The album serves as the follow-up to Adcock's 2024 major-label debut Actin' Up Again, which became the largest major-label debut from a solo male artist that year and helped propel Adcock past one billion global streams.

==Background==
Adcock's previous albums Bonfire Blackout and Actin' Up Again established him as a rising name in country rock. In 2025, while on his Need to Tour, Adcock announced Own Worst Enemy on social media.

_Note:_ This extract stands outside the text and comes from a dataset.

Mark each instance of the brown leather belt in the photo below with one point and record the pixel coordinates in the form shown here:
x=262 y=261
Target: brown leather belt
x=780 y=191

Prior to the album's release, numerous promotional singles, including "Morning Bail", "On One", and "Last One to Know", were released. Adcock's announcement coincided with several controversies, including a widely publicized arrest for reckless driving and an ongoing debate sparked by his criticism of Beyoncé's Cowboy Carter.

"Outside Dog" was featured on the Madden NFL 26 soundtrack.

==Critical reception==

Own Worst Enemy received mixed to moderately positive reviews from critics. James Daykin of Entertainment Focus gave the album four out of five stars, praising its blend of gritty confessionals and raucous rockers, and noting that Adcock's refusal to "sanitize the rough edges" resulted in a compelling, if lengthy, listening experience. Mary Claire Crabtree of Whiskey Riff highlighted "Light a Fire" as a standout track for its emotional arc and dynamic arrangements, calling it "the perfect mid-week pick-me-up." Alli Patton of Holler expressed reservations about the album's 24-track length, questioning whether the sheer volume of material diluted its impact despite admiring Adcock's consistent delivery of "hit-the-bottle kind of heartaches."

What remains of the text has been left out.